Злая и трезвая точка в мозгу, как мент с дубинкой среди поющей толпы, беззвучно предрекает тщету всех надежд: не в первый раз. Но злой и трезвый внутренний мент едва уравновешивает чашу весов – а на другой чаше как раз поющая толпа. И малейшее усилие сдвинет мечту к движению в реальность. Все зависит от тебя самого, вот в чем дело. Э, доводилось мне делать вещи и покруче.
…В голову попала разрывная пуля, голова взрывается! Рука оторвалась! От следующего удара я прихожу в себя. Проснулся. Меня пинают, быстро, зло! Хотя несильно. В ухо больше не попадают.
Это мелкие. Беспризорники. Промышляют. Я их добыча. Все случилось из-за сумки. Ее рвут с лямки, перекинутой через шею подмышкой.
Черная лакированная туфля с острым твердым носком бьет особенно больно. Пацанов человек шесть, на вид еще дети, и жалости они не знают. Зверенышам убить – азартная игра. Я прикрываю лицо руками, подтягивая колени к животу.
Сумка. Я заснул с сумкой. Клетчатая клеенка, как у челноков, но поменьше. У каждого вольного человека есть сумка. В ней хранится его собственность, необходимая для жизни. Куртка на поролоне, болоньевый плащ или кусок пластиковой пленки – от дождя и на подстилку, шерстяная шапочка. Еда в пакетике, ложка, нож. Пара пластиковых стаканчиков, кружки сейчас не достать. Может быть еще годный будильничек, какая-нибудь красивая безделушка на обмен. Может быть рубашка, свитер, носки-трусы практически целые.

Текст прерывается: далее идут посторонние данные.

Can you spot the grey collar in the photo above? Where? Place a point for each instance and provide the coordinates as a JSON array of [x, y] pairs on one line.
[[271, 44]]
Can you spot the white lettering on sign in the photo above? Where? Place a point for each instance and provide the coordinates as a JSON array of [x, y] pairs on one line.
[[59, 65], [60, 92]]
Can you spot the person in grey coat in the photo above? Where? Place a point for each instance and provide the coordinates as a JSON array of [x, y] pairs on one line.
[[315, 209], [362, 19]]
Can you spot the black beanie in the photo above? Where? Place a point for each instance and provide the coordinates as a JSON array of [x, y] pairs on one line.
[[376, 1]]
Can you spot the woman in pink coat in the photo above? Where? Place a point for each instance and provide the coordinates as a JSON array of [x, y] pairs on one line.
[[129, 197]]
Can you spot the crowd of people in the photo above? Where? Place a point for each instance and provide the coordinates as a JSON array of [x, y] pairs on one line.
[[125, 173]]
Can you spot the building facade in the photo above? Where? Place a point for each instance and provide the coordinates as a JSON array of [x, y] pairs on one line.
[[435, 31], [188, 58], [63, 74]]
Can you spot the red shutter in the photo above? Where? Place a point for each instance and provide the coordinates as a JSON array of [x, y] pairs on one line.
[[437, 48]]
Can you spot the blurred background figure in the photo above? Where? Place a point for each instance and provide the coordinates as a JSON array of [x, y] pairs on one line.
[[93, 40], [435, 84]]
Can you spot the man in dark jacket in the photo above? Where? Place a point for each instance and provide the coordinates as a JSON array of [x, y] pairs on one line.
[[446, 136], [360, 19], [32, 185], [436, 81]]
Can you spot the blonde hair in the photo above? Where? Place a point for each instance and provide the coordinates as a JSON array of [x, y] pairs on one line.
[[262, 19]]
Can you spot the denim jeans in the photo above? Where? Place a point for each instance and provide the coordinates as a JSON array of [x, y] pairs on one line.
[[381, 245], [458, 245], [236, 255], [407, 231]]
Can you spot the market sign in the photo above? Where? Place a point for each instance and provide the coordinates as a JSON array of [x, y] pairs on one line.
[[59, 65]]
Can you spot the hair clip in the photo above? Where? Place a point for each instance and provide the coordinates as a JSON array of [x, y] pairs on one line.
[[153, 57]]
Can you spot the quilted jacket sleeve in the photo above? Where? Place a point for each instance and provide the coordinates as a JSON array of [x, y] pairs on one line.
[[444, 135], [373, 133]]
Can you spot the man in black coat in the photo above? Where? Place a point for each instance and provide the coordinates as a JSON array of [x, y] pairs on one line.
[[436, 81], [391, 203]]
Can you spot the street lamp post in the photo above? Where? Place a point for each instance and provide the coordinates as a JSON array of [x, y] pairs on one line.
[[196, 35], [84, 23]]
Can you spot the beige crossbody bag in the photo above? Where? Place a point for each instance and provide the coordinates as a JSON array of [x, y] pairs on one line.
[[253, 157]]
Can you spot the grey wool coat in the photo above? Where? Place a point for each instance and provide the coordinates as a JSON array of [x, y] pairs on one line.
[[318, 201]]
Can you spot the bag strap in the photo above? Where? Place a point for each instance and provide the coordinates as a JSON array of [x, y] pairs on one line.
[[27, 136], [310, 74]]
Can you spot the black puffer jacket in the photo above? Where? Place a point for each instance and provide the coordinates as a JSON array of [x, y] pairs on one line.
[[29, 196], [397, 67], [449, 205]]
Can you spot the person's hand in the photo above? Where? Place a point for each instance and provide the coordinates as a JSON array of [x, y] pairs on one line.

Вот на сумки они и охотятся. Они растут, им есть надо…
Как бы не убили! Могут плеснуть бензином и поджечь. Могут полоснуть лезвием. Могут камнем по голове. Надо встать!!! Убью одного – остальные убегут.
Отдать сумку? Поздно. Они завелись всерьез. Мое счастье, что слабенькие и хилые. Дети подвалов, наркоманы. Их рваные кроссовки и боли не причиняют, только один в больших берцах бухает с размаху в ребра, как таран. А вот черная остроносая туфля так и гвоздит!
Я перехватил тонкую щиколотку выше туфли и сильно дернул. Пацан упал, я мигом дотянулся схватить его за яйца и вывернул с силой. Он взвыл и скорчился.
Двумя руками держась за березу, я сумел подняться на ноги, пряча лицо от растопыренных пальцев, которые норовили ткнуть мне в глаза. Тут лямка сумки моей наконец лопнула от рывков, и грабители мои и убийцы бежали с ней и скрылись меж деревьев.
Вот гадство. Я остался без вещей.
Поверженный враг скорчился на боку, держась за свой детский размножительный аппарат. Надо было или свернуть ему шею для спокойствия, или как-то помочь. Они злопамятные, малолетки. Замурзанный, тощий, из зажмуренных глаз слезы. А рожа исцарапана, губы сжаты. Злой мальчишка.
Курево я держал в кармане, в пачке из-под «Бонда». Не помялось. И зажигалка осталась на месте.
– Куришь, крутой бандит? – спросил я, пуская дым.
– Убью, – глухо пообещал он с земли.
Через пять минут мы сидели рядом и курили по второй.
– Зачем же вы у своего, у старика отбираете? – говорил я. – Крутые – так бомбите воздушных челов (богатых людей). Взял приемник из тачки – и живи сытно.
– А чего тебе зря пропадать? – равнодушно сказал он. – Риска нет, а навар какой-никакой. Хоть покурить, может из барахла чего найдется.